In her very first address to all Ministers of Health, partners and stakeholders at the World Health Assembly in 2006, the new Director-General elect Dr Margaret Chan made it clear that polio eradication would be one of her main priorities. Indeed, under her leadership, the effort would become WHO’s number 1 operational priority.
Polio has been reduced globally with only six cases reported from two countries as of June 2017, down from nearly 2000 cases in 17 countries in 2006 when she became Director General. But as Dr Chan herself says, these are still six cases too many.
Every year, more than 450 million children are vaccinated around the world and protected for life against this disease. India, once thought of as the most technically-challenging place from where to eradicate polio, became polio-free, along with the rest of the South-East Asia Region. One strain of wild poliovirus (type 2) has been globally certified as eradicated.
Dr Chan’s leadership has seen a revolution take place in the effort to eradicate polio, resulting in major impact:
- A brand-new vaccine, bivalent oral polio vaccine, was developed as a more powerful tool to stop the virus
- New strategic oversight and accountability mechanisms were put in place, as overseen by a specifically-established global Independent Monitoring Board.
- The global effort was declared a Public Health Emergency of International Concern under the International Health Regulations.

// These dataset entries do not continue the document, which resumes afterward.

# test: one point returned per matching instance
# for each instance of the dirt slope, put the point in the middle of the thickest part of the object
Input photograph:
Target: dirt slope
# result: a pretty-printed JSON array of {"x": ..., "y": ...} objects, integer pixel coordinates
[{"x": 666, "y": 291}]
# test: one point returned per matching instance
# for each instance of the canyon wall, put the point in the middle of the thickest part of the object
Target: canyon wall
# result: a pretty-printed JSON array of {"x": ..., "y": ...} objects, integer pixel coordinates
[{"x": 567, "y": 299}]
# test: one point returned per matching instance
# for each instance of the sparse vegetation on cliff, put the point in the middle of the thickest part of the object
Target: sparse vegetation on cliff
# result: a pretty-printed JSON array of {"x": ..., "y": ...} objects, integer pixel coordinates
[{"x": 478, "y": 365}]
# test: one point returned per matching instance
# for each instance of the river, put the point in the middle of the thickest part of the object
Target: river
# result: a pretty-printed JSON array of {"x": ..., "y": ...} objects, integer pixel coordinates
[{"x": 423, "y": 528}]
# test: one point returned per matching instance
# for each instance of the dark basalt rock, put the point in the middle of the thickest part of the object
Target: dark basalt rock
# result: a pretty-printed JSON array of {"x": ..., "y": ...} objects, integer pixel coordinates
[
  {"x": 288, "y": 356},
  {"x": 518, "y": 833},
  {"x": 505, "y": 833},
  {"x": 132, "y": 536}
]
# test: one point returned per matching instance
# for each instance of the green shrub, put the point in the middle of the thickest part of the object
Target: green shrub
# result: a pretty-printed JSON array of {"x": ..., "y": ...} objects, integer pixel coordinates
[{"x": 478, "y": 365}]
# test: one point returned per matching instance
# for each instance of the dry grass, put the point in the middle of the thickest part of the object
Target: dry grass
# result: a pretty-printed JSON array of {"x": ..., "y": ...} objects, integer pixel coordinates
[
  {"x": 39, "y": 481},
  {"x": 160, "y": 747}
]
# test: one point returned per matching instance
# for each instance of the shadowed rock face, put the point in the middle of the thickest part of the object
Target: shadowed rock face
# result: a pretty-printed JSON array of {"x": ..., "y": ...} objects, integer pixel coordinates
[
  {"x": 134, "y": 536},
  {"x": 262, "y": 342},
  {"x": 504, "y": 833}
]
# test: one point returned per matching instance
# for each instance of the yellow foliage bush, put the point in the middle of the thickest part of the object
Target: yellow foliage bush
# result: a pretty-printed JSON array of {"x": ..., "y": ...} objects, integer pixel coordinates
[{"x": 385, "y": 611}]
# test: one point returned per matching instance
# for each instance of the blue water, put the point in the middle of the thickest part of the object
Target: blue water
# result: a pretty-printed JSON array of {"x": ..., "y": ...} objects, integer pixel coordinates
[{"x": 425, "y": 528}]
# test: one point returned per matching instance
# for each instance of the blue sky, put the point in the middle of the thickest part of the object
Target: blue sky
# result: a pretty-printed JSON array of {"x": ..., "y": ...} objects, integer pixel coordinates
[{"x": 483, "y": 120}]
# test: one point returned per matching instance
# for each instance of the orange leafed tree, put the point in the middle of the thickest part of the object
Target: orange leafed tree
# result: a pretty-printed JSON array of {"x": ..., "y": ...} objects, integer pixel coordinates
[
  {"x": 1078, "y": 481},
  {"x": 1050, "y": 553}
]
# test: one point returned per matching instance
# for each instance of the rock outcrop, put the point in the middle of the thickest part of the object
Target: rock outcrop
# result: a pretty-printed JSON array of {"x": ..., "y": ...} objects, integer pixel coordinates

- A globally-agreed strategic roadmap was put in place to not only eradicate polio but secure its lasting success.
All this, Dr Chan achieved in close coordination with the heads of agencies of the other spearheading partners in the Global Polio Eradication Initiative, namely Rotary International, the US Centers for Disease Control and Prevention (CDC), UNICEF and the Bill & Melinda Gates Foundation, and most importantly of all in close collaboration with all Member States.
“On behalf of the GPEI, and most importantly on behalf of the millions of children who can walk as a result of her efforts, we would like to thank her for her passion, leadership, engagement, enthusiasm and inspiration. Over the last ten years, she has led this effort and the world to the threshold of being polio-free,” said Michel Zaffran, Director of the Polio Eradication Department at WHO, speaking on behalf of the Global Polio Eradication Initiative.
Dr Tedros Adhanom Ghebreyesus, the new WHO Director-General elect who takes over from Dr Chan on 1 July, has vowed to follow in Dr Clan’s footsteps and strive to lead this effort over the threshold. Travelling to Atlanta, USA, earlier this month to address more than 30,000 Rotarians gathered at the annual Rotary Convention, Dr Tedros said: “The end of polio is now in sight. This is the most critical moment of covering the last mile. We must keep our eyes firmly on the final goal.”